HeyGen Account Setup

Before using HeyGen video services, you need:
  1. HeyGen Account: Sign up at HeyGen Platform
  2. API Key: Generate an API key from your account dashboard
  3. Avatar Selection: Choose from available interactive avatars
  4. Streaming Setup: Configure real-time avatar streaming capabilities

Required Environment Variables

  • HEYGEN_LIVE_AVATAR_API_KEY: Your HeyGen LiveAvatar API key for authentication

Configuration

api_key
str
required
HeyGen API key for authentication.
session
aiohttp.ClientSession
required
HTTP client session for API requests.
session_request
LiveAvatarNewSessionRequest | NewSessionRequest
default:"None"
Configuration for the HeyGen session.
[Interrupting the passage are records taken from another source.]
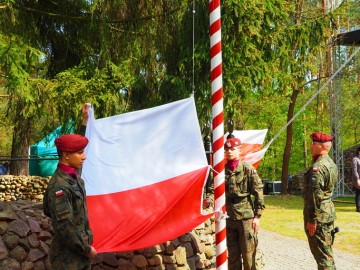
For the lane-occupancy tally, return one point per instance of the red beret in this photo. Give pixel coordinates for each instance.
(232, 142)
(71, 142)
(321, 137)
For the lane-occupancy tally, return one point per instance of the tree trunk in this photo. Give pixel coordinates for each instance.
(287, 149)
(20, 146)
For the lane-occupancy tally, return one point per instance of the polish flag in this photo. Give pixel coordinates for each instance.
(144, 175)
(251, 143)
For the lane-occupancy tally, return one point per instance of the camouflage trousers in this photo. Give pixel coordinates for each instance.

When None, defaults to using the "Shawn_Therapist_public" avatar.
service_type
ServiceType
default:"None"
Service type for the avatar session.

Usage

Basic Setup

import aiohttp
from pipecat.services.heygen import HeyGenVideoService

async with aiohttp.ClientSession() as session:
    heygen = HeyGenVideoService(
        api_key=os.getenv("HEYGEN_LIVE_AVATAR_API_KEY"),
        session=session,
    )

With Custom Session Request

from pipecat.services.heygen.api_liveavatar import LiveAvatarNewSessionRequest

heygen = HeyGenVideoService(
    api_key=os.getenv("HEYGEN_LIVE_AVATAR_API_KEY"),
    session=session,
    session_request=LiveAvatarNewSessionRequest(
        avatar_id="your_avatar_id",
        version="v2",
    ),
)

Notes

  • Bidirectional streaming: The service manages both sending audio to HeyGen and receiving avatar video/audio back through WebRTC.
  • Interruption handling: When a user starts speaking, the service interrupts the avatar’s current speech, cancels ongoing audio tasks, and activates the avatar’s listening animation.
  • Metrics support: The service supports TTFB metrics tracking using TTSStartedFrame and BotStartedSpeakingFrame signals.